Excelente reflexão do economista Ranulfo Vidigal
 
Uma das principais revistas de economia e negócios do mundo capitalista - THE ECONOMIST – destaca em sua edição mais recente a agenda reformista posta em prática nos países nórdicos (Suécia, Dinamarca, Noruega e Finlândia) e seus bons resultados. Nestas nações predomina um alto índice de desenvolvimento humano – IDH, excelente aproveitamento dos talentos, renda bem distribuída, competitividade econômica e confiança nas instituições públicas.
A Noruega é a primeira colocada nos rankings internacionais de prosperidade econômica e desenvolvimento humano; a Finlândia e a Dinamarca têm ótimos desempenhos no índice que mede a percepção da corrupção. A Suécia é a segunda colocada no quesito desburocratização dos pequenos negócios e na questão relativa à inovação tecnológica.
Trata-se de um exemplo de modelo de setor público, cuja gestão resulta em uma máquina ágil e eficiente. Com auxílio da tecnologia da informação, o desempenho de todas as escolas e hospitais é medido e a plena transparência permite o acesso a todos os registros oficiais.
As lideranças políticas escandinavas andam tranquilamente de bicicleta nas ruas de suas cidades, enquanto por aqui, nossos dirigentes andam em carros luxuosos e segurança caríssima.

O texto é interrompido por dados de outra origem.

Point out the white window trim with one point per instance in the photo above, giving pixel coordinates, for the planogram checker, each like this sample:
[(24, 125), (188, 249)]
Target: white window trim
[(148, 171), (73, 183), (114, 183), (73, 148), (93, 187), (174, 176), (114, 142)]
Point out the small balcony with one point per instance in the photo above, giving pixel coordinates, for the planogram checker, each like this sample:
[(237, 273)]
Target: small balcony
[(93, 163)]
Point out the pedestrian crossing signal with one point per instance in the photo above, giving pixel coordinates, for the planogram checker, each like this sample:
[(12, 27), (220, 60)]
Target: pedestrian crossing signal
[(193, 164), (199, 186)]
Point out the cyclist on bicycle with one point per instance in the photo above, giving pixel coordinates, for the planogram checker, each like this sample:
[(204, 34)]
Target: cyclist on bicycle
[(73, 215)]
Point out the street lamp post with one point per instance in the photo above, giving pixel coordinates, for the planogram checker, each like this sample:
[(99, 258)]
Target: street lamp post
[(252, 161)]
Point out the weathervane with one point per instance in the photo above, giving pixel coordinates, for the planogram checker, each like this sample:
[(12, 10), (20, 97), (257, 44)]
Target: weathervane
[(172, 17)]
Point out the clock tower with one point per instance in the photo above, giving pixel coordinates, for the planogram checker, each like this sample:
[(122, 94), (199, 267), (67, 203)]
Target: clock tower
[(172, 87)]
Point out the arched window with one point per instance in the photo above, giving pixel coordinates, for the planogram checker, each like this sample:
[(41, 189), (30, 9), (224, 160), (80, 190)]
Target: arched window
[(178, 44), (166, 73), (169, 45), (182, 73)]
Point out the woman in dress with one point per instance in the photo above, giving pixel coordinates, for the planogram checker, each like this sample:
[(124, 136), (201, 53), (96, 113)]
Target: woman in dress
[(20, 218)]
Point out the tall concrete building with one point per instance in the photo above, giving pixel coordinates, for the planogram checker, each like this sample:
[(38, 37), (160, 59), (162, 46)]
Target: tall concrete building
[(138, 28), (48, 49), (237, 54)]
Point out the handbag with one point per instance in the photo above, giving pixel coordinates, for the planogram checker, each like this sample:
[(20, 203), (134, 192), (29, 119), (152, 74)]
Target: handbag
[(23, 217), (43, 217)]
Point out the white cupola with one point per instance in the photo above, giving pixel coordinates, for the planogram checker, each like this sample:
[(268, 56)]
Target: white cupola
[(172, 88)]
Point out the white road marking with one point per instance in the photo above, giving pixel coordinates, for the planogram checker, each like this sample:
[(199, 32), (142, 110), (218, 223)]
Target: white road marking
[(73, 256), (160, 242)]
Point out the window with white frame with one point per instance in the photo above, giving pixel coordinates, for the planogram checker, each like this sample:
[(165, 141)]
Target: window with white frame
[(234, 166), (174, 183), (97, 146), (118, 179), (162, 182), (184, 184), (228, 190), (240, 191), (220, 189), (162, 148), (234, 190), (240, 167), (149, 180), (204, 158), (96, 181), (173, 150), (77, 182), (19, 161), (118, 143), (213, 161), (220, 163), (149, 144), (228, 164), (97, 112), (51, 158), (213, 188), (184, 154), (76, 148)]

Se a elite desperdiça, o trabalhador brasileiro, de um modo geral é criativo, colaborador, fiel, embora apresente alta tolerância para conviver com a informalidade.

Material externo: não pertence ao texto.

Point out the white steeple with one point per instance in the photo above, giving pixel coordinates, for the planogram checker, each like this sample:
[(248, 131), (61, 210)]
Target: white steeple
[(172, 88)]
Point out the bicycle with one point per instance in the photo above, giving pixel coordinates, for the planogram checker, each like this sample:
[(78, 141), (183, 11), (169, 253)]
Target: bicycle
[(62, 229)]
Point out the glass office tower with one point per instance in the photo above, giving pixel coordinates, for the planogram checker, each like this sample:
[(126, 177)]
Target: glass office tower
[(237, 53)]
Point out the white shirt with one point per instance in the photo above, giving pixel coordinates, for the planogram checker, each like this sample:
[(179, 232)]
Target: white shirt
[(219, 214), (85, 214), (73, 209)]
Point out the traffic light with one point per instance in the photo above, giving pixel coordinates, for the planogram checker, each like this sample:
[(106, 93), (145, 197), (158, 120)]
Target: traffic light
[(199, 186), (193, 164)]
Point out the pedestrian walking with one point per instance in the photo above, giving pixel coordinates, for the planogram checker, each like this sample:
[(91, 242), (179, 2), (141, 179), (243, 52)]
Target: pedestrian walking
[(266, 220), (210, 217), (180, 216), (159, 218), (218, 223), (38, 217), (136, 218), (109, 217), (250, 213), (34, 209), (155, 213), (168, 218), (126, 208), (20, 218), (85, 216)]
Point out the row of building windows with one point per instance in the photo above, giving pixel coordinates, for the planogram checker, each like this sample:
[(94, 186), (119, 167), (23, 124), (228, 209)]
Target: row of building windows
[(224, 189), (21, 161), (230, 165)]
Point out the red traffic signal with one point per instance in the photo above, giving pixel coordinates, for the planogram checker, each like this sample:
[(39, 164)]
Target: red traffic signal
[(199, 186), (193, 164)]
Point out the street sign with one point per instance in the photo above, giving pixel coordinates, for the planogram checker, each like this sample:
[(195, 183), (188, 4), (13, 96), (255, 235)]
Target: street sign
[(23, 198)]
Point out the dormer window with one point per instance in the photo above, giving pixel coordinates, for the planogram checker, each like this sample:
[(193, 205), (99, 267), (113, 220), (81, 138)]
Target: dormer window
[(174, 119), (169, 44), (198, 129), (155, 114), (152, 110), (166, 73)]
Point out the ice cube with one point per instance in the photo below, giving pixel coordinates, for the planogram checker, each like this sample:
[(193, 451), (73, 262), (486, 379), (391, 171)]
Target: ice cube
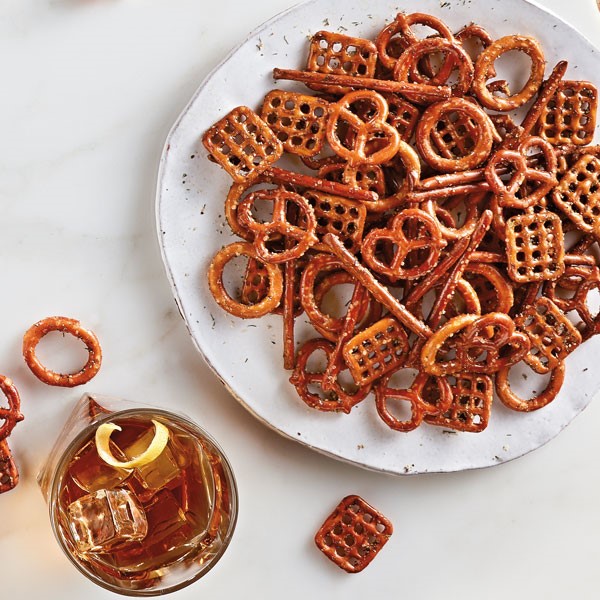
[(91, 473), (158, 473), (105, 519)]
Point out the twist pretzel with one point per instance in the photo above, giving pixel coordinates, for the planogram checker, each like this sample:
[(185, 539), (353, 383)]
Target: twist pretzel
[(428, 239), (365, 131), (279, 225), (225, 301)]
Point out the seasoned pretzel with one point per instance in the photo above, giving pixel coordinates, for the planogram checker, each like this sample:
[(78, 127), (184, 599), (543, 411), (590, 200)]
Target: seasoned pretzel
[(513, 194), (365, 131), (337, 399), (427, 240), (65, 325), (451, 145), (375, 351), (472, 396), (279, 225), (553, 337), (225, 301), (9, 474), (298, 120), (484, 66), (243, 144), (570, 116), (353, 534), (511, 400), (11, 415)]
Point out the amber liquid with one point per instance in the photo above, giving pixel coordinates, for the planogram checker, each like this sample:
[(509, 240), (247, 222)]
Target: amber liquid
[(184, 494)]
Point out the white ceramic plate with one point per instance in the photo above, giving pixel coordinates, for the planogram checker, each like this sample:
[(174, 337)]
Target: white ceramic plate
[(246, 355)]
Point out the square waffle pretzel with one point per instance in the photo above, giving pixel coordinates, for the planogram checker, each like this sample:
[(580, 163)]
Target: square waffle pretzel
[(375, 351), (344, 218), (243, 144), (578, 194), (472, 396), (570, 116), (553, 337), (353, 534), (535, 247), (298, 120), (338, 54)]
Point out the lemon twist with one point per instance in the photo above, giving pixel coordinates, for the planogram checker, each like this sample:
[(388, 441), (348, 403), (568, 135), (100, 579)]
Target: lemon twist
[(152, 452)]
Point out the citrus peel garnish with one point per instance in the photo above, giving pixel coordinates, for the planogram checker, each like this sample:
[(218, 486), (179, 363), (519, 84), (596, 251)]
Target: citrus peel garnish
[(152, 452)]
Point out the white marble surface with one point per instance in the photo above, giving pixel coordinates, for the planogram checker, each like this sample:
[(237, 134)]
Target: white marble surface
[(90, 89)]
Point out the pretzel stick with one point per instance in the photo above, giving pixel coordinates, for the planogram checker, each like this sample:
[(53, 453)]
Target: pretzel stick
[(283, 176), (432, 93), (381, 294), (352, 317)]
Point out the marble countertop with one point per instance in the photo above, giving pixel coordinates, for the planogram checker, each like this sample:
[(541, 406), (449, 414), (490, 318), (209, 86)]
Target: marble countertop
[(90, 89)]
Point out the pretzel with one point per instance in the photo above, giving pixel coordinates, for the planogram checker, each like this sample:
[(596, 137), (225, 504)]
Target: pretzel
[(243, 144), (375, 351), (399, 29), (552, 336), (511, 400), (353, 534), (338, 54), (365, 132), (451, 145), (335, 400), (428, 239), (477, 350), (472, 397), (9, 474), (577, 194), (570, 116), (334, 214), (513, 194), (535, 247), (65, 325), (298, 121), (484, 66), (279, 225), (225, 301), (10, 416)]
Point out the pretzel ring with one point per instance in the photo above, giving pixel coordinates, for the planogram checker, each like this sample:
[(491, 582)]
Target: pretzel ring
[(473, 125), (37, 331), (428, 238), (458, 57), (338, 400), (510, 399), (11, 415), (225, 301), (375, 127), (279, 225), (484, 66)]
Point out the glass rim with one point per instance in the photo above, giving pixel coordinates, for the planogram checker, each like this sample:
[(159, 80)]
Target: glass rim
[(67, 455)]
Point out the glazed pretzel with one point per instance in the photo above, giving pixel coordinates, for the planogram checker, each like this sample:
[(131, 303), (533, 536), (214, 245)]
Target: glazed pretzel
[(365, 131), (428, 239), (449, 145), (511, 400), (337, 399), (11, 415), (65, 325), (484, 68), (513, 194), (279, 225), (353, 534), (225, 301)]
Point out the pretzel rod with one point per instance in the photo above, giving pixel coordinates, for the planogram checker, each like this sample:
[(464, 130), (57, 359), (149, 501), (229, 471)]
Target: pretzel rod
[(283, 176), (352, 317), (381, 294), (431, 93)]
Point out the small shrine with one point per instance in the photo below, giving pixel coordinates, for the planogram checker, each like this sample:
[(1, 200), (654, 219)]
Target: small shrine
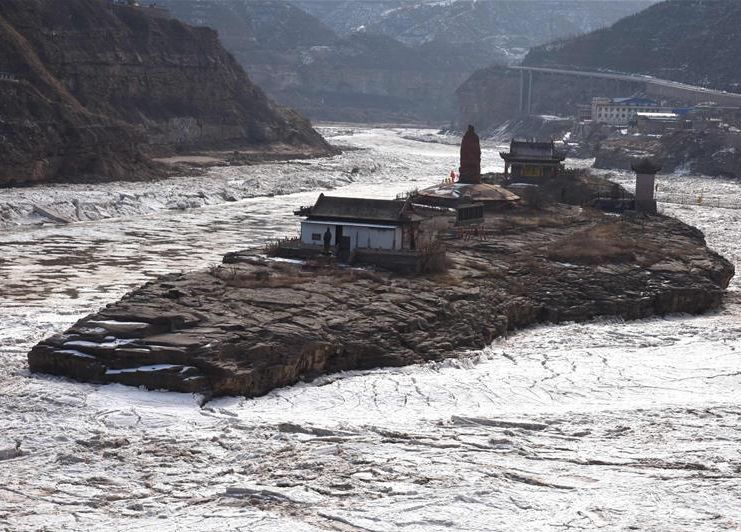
[(531, 159)]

O modelo daqueles países do norte da Europa permite combinar capitalismo competitivo, com um poder público eficaz, que emprega trinta por cento da força de trabalho. No Brasil, em média, o emprego público representa cerca de dez por cento da força de trabalho contratada formalmente. Somente municípios pequenos, ou com baixo dinamismo econômico apresentam uma força de trabalho em proporção elevada empregada nos governos.
A poupança pública por lá não é desperdiçada pagando juros astronômicos da dívida interna, como em nosso país, mas é empregada na constituição de Fundos Soberanos que, aplicados adequadamente, renderão dividendos no futuro para a sociedade com um todo. As futuras reservas da produção petrolífera da camada pré-sal poderiam constituir uma modalidade semelhante, com vistas à aplicação em projetos educacionais e ambientais, por exemplo.

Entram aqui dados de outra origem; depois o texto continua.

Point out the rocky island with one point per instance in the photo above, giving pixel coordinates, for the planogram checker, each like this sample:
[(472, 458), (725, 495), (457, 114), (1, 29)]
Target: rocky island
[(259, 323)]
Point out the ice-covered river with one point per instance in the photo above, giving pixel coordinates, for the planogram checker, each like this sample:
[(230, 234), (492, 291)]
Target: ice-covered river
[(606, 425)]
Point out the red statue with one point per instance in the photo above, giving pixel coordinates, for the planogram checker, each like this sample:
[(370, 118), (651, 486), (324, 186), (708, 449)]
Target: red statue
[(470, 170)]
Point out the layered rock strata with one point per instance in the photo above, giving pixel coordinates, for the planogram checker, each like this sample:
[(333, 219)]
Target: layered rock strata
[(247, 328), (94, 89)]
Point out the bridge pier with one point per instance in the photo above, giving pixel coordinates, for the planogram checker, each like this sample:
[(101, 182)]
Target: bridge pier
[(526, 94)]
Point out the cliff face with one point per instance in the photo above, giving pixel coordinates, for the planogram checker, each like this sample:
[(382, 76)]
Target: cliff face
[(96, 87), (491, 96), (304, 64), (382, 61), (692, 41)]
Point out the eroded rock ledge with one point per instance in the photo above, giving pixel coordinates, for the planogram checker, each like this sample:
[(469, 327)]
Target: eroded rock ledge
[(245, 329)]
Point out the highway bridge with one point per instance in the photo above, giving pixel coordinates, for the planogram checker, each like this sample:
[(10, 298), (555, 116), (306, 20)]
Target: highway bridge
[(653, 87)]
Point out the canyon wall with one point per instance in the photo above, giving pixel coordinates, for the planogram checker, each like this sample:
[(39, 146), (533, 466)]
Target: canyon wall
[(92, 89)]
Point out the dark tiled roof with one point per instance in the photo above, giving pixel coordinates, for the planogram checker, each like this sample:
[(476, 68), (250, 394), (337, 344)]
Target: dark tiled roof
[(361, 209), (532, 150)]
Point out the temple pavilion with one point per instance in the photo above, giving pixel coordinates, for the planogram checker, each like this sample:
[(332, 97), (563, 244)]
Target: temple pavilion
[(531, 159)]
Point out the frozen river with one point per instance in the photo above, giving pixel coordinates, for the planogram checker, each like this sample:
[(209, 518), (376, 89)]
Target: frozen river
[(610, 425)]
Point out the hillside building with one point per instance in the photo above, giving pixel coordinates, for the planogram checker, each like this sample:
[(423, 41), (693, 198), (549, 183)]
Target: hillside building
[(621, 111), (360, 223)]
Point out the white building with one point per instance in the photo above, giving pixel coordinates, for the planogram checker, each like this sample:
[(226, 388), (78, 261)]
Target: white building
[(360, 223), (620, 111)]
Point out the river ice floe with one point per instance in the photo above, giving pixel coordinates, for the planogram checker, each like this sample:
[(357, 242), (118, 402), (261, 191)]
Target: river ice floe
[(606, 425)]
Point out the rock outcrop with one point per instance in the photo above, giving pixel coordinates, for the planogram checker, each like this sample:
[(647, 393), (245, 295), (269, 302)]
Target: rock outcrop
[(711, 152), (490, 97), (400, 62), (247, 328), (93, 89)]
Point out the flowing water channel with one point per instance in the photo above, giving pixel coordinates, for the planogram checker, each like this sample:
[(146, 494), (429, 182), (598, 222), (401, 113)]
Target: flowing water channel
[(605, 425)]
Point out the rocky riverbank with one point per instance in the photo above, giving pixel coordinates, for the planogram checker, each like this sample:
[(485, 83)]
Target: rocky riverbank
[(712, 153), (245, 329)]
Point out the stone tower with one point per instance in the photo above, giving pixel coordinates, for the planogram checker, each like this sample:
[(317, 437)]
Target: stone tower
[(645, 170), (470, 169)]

A principal lição está no entendimento de que a popularidade dos dirigentes políticos daqueles países é decorrência da boa gestão da coisa pública, de um Estado que embora custe caro, funciona adequadamente e provê uma justa acessibilidade às políticas públicas fundamentais para a qualidade de vida. Ao contrário de nosso país onde uma família paga 40 por cento de sua renda em impostos e ainda tem que contratar saúde privada e escola particular.

Ranulfo Vidigal – economista, mestre e doutorando em Políticas Públicas, estratégias e Desenvolvimento pelo Instituto de Economia da UFRJ.